The March 5 earthquake led to a brief respite in Ecuador's usually turbulent poltical scene, as all sides focused on the disaster. But that respite has now given way to street demonstrations and calls for a nationwide strike in the wake of government-imposed fuel price increases.
Political leaders have criticized the price rises, announced on Friday, as inflationary. Opposition congressmen accuse President Le'on Febres Cordero of breaking the political truce by adopting such unpopular measures.
Apart from trying to dampen local gasoline demand, the government needs to generate fiscal income to replace export earnings from oil. Experts believe it will take much longer than the official estimate of five months to reconstruct the trans-Andean pipeline, which was severely damaged by the quake. US helicopters from Panama have been flying engineers over the area devastated by mud avalanches to look at damage to roads and bridges, which must be repaired to speed work on the pipeline.
Venezuela is to ``loan'' Ecuador 12.5 million barrels of crude oil, which will enable the state oil company to remain in the export market and give the government some foreign income.
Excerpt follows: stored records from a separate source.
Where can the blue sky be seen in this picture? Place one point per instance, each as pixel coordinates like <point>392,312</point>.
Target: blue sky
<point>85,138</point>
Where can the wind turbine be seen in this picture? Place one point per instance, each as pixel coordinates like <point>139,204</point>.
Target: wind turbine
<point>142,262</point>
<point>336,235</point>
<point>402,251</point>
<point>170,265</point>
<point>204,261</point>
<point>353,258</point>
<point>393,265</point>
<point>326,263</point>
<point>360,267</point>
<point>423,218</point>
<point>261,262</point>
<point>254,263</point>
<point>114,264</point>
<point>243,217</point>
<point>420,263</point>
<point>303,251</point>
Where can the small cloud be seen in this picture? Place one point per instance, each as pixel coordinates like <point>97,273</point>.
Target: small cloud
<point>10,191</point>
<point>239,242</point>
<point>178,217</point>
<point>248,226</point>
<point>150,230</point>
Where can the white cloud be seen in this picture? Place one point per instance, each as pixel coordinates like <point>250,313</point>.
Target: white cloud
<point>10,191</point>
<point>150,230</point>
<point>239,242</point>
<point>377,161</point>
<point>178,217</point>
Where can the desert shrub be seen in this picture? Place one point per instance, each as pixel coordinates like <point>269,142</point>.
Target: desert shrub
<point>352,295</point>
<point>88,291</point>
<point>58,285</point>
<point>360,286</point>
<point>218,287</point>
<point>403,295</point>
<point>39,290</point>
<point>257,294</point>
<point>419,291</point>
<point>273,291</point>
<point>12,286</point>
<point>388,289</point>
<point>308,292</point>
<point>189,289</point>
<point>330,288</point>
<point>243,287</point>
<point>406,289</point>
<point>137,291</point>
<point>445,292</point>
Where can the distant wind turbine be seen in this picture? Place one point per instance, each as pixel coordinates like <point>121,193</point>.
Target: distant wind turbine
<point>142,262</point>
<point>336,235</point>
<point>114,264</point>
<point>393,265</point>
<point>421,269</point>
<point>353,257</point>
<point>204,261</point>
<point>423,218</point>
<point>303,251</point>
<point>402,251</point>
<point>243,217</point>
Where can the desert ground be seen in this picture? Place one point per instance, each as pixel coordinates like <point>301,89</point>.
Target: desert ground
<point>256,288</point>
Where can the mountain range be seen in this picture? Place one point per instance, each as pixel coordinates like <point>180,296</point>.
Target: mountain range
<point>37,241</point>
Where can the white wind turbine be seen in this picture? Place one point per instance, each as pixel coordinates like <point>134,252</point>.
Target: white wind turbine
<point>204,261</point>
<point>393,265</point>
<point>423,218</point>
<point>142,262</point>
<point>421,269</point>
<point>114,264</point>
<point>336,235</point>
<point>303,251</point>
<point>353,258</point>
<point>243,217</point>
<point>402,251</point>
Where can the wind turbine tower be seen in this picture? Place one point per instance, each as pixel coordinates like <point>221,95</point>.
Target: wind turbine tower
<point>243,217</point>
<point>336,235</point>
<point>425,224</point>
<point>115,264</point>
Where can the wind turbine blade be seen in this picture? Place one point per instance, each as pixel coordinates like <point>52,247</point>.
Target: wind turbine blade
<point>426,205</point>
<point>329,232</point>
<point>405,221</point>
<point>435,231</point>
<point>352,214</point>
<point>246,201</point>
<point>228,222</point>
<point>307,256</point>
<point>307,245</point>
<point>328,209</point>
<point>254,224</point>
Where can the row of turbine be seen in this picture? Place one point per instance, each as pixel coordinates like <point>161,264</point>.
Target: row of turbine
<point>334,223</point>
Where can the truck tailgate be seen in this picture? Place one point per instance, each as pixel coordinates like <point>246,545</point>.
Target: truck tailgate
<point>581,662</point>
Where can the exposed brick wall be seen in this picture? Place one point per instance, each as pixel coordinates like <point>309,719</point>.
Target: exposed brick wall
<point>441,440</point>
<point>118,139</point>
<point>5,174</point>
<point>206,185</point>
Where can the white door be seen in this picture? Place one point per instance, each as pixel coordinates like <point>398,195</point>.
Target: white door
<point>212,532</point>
Oil income usually contributes almost two-thirds of Ecuador's foreign earnings and pays for state imports and for servicing the $8.4 billion debt. The government had already proposed renegotiating part of the foreign debt in January. This has become urgent now. Debt servicing for 1987 was estimated at $1.3 billion before the government suspended payments.
Ecuador has a good record with the foreign banks, and it is expected to find a sympathetic audience for rescheduling. The visit of US Vice-President George Bush, expected later this week, should also provide visible support for Febres Cordero, and reinforce external political and economic confidence in his government.
However, the President faces a turbulent few months: The 80 percent increase in the price of gasoline has set off a wave of speculation, and government attempts to control food price increases are not likely to succeed. Several Quito schools have been closed as a result of rock-throwing by students protesting an increase in bus fares and other austerity measures. Labor unions are to meet this week to decide on a national strike, and political parties are gearing up for an aggressive campaign for general elections early next year.
The initial estimate of the cost of the earthquake at $600 million is already considered low. In addition to the destruction to the oil and transportation infrastructure, much of the agricultural production in the Amazon province of Napo will be lost. Thousands of houses in the highlands have been affected.
Temporary measures, such as the airlift to the Amazon, are a drain on government funds. Large shipments of tents, blankets, plastic sheeting, and food have begun to arrive. But distribution is slow and inefficient, with very few helicopters operating.
The earthquake has, at least, distracted attention from the trial of the Air Force commandos responsible for kidnapping President Febres Cordero at the Taura military base in January. But the President's prestige was severely damaged by the incident, and his calls for national unity to meet this new emergency have found little echo among Ecuadoreans beset by economic worries.